A priori, é importante ressaltar que o fator primordial para a ineficácia da mobilidade urbana é a cultura do carro. Sabe-se que desde o governo de Juscelino Kubitschek, o os investimentos estatais são pautados no desenvolvimento do modal rodoviário e incentivo à aquisição de veículos automotores em detrimento dos meios coletivos. Dessa forma, tornaram-se comuns grandes frotas de carros nas cidades, em consequência disso, emergiram os congestionamentos frequentes, além da poluição ambiental e prejuízos financeiros que impactam diretamente na qualidade de vida dos cidadãos. Um exemplo disso é da greve dos caminhoneiros que ocorreu em 2018, a qual gerou grande caos econômico no país e evidenciou a forte dependência do Brasil a esse sistema.

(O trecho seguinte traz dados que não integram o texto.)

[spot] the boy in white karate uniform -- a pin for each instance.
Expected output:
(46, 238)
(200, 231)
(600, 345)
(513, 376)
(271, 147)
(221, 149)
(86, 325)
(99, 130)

Outrossim, é a infraestrutura dos grandes centros. Acerca disso, é imprescindível destacar que a ocupação territorial e o processo de urbanização do Brasil deram-se de maneira rápida, desordenada e extremamente concentrada nas cidades, assim como os polos industriais. Entretanto, esses não estavam preparados estruturalmente para a chegada de bens locomotivos e o inchaço populacional, uma vez que apresentam pouco espaço nas ruas, limitações para pedestres e ciclistas. Desse modo, veio à tona os desafios característicos das metrópoles brasileiras, como os engarrafamentos, acidentes e estresse, tal realidade presente no cotidiano dos cidadãos que residem e trabalham na cidade de São Paulo.
Dessarte, é evidente a necessidade de mudanças. Assim, cabe ao Ministério de Infraestrutura em parceira com os governos estaduais investir em transportes alternativos, tal como metrôs e ônibus modernos, bem como melhorar as malhas urbanas, criar calçadas cidadãs eficientes e ciclofaixas, através do dinheiro advindo dos royalties do petróleo, com o intuito de mitigar os problemas de infraestrutura urbana e diminuir a dependência cidadã de meios particulares. Além disso, cabe à mídia promover campanhas diárias acerca da utilização de modais públicos e suas qualidades, por meio de propaganda televisivas, com o objetivo de romper com a cultura do carro existente na sociedade. Logo, será possível assegurar o proposto pela Constituição Federal de 1988.